Karol Landowski

Personal information
- Full name: Karol Landowski
- Date of birth: 23 February 2000 (age 26)
- Place of birth: Starogard Gdański, Poland
- Height: 1.77 m (5 ft 10 in)
- Position: Midfielder

Youth career
- 0000–2011: Beniaminek 03 Starogard Gdański
- 2011–2013: KP Starogard Gdański
- 2013–2016: AP Lechia Gdańsk
- 2016–2017: Lechia Gdańsk

Senior career*
- Years: Team / Apps / (Gls)
- 2017–2021: Lechia Gdańsk / 0 / (0)
- 2017–2018: → Górnik Zabrze II (loan) / 2 / (0)
- 2018–2021: Lechia Gdańsk II / 51 / (6)
- 2019–2020: → Stomil Olsztyn (loan) / 1 / (0)
- 2019–2020: → Stomil Olsztyn II (loan) / 15 / (6)
- 2021–2022: Olimpia Grudziądz / 22 / (0)
- Total:  / 91 / (12)

= Karol Landowski =

Polish association football player

Karol Landowski (born 23 February 2000) is a Polish former professional footballer who played as a midfielder.

==Biography==

Born in Starogard Gdański, Landowski started playing football with the youth sides of Beniaminek 03 Starogard Gdański and KP Starogard Gdański. At the age of 13, Landowski moved to Gdańsk, joining AP Lechia Gdańsk, before moving to Lechia Gdańsk in 2016. For the 2017–18 season, Landowski went on loan to the Górnik Zabrze U19's, also featuring for Górnik Zabrze II, playing twice for the team in the III liga. In 2018 Landowski started to feature for Lechia Gdańsk II in the IV liga.

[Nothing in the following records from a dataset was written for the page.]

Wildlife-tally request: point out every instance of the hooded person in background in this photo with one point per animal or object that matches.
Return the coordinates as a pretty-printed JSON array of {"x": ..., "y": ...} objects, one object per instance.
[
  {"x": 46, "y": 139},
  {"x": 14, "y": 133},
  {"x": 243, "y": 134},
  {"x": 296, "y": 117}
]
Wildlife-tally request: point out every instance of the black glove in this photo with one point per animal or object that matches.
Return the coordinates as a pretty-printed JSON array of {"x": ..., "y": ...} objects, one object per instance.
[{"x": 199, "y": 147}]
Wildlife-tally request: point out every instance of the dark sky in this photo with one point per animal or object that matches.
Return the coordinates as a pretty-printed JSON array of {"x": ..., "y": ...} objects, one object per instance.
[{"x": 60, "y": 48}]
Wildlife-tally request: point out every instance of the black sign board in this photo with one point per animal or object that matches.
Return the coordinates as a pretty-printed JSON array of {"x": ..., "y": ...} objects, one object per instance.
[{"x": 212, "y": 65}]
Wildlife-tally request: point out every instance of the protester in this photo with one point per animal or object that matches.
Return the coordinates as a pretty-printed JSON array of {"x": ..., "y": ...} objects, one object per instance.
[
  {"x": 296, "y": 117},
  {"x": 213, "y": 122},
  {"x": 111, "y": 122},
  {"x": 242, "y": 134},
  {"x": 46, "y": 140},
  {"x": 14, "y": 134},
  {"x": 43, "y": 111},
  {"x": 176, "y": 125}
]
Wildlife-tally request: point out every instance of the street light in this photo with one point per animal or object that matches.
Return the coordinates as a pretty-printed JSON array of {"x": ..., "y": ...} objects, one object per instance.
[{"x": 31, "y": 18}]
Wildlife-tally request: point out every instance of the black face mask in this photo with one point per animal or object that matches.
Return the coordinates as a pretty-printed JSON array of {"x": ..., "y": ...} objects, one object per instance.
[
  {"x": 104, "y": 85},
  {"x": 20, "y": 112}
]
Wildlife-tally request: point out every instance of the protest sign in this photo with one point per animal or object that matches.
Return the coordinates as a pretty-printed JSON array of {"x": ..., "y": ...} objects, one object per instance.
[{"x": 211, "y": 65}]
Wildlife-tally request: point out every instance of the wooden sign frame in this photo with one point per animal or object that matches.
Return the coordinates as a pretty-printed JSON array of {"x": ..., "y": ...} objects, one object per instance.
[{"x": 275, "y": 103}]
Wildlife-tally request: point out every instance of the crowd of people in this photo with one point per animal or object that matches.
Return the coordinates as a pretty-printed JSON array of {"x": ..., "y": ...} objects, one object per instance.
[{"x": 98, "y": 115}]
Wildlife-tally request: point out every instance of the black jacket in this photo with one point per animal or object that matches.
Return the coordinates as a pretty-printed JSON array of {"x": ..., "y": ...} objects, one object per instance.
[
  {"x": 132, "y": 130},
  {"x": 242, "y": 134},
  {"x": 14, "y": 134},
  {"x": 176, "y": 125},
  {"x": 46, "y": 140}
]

In his first season playing for Lechia II, he made 25 appearances, scoring three goals in the process. During the autumn phase of the 2019–20 season, Landowski went on loan to I liga team Stomil Olsztyn. He made his first and only appearance for Stomil against GKS Bełchatów on 27 July 2019. Landowski didn't feature for the first team again, instead playing 15 times for their reserve team for the rest of the season. After his loan spell, Landowski once again returned to Lechia II team and stayed with them until the end of the 2020–21 season.